Researchers at the Icahn School of Medicine at Mount Sinai have designed a regenerative medicine therapy to speed up diabetic wound repair. Using tiny fat particles loaded with genetic instructions to calm down inflammation, the treatment was shown to target problem-causing cells and reduce swelling and harmful molecules in mouse models of damaged skin. Details on their findings were published in the May 20 online issue of the Proceedings of the National Academy of Sciences ( PNAS ).

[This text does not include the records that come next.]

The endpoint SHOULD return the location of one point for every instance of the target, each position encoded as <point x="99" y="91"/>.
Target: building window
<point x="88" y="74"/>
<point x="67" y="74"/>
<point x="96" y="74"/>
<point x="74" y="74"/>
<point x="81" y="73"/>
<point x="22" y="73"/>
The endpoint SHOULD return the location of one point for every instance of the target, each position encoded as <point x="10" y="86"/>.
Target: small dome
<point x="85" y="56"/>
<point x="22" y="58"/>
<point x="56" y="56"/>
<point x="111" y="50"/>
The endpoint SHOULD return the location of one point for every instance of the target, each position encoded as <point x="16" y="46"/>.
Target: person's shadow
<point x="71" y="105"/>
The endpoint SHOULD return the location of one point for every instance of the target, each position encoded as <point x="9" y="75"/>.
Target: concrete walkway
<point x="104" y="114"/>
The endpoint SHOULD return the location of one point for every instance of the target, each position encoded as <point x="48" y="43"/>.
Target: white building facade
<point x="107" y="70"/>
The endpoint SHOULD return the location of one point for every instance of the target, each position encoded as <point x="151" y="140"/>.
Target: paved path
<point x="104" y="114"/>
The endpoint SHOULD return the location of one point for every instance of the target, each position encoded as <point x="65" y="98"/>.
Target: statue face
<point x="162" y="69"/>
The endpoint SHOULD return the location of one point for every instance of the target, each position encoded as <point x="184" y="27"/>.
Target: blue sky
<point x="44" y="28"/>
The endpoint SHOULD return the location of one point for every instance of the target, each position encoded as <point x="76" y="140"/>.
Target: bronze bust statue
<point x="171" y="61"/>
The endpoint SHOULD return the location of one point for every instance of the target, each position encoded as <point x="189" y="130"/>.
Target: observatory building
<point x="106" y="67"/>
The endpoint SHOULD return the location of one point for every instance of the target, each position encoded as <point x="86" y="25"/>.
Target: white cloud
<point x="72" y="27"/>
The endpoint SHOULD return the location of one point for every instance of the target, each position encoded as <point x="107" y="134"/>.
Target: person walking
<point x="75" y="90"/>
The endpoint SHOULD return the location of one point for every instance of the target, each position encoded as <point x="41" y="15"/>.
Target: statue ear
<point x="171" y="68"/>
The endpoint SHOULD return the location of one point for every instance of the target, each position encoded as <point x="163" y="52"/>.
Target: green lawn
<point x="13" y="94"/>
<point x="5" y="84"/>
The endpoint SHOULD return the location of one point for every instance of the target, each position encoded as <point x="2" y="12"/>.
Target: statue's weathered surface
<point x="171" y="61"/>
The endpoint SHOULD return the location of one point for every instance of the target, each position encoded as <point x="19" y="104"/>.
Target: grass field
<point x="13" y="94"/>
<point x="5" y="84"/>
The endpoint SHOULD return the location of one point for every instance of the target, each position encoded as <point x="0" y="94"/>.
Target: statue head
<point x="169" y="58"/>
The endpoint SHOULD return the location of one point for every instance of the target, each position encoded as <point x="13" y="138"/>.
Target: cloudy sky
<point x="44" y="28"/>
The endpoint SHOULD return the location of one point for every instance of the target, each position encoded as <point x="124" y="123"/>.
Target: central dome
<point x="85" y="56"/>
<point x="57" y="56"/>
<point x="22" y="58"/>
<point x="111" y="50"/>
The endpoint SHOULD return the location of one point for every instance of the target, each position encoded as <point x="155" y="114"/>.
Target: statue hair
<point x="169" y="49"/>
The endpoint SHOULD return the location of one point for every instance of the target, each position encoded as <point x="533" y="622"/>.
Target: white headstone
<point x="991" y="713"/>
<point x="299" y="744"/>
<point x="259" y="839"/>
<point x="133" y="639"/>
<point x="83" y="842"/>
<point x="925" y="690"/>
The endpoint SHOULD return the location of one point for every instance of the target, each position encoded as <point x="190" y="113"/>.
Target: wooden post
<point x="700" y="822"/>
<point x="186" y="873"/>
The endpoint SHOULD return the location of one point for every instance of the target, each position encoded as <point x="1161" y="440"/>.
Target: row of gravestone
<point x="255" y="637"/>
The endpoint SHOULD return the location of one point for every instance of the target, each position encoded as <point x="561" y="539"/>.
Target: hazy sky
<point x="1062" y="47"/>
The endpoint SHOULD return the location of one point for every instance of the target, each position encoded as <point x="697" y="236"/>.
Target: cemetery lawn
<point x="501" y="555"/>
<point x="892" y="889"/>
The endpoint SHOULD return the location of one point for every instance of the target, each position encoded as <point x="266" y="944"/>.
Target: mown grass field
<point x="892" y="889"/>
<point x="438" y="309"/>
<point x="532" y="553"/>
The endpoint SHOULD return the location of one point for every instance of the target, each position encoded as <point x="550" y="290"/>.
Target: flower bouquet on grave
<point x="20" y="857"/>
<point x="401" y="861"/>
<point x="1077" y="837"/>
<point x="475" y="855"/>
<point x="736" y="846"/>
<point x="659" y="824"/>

Diabetic wounds, often resistant to conventional treatments, pose serious health risks to millions of people worldwide. Immune cells known as macrophages, which are supposed to help, end up causing inflammation instead. This inflammation harms other cells and makes it harder for the wound to heal properly and quickly.
Using lipid nanoparticles (LNPs) loaded with RNA encoding IL-4, a cell-to-cell signaling protein known as a cytokine, the therapy targeted dysfunctional macrophages while simultaneously reducing inflammation and "reactive oxygen species" (ROS) in diabetic wounds. ROS molecules are produced naturally in the body during various metabolic processes and play roles in cell signaling and immune responses. However, excessive ROS production can lead to oxidative stress, causing damage to cells, proteins, and DNA.
This stress is associated with various diseases and conditions, including inflammation and aging. In preclinical models, we basically showed the therapy's ability to reprogram pro-.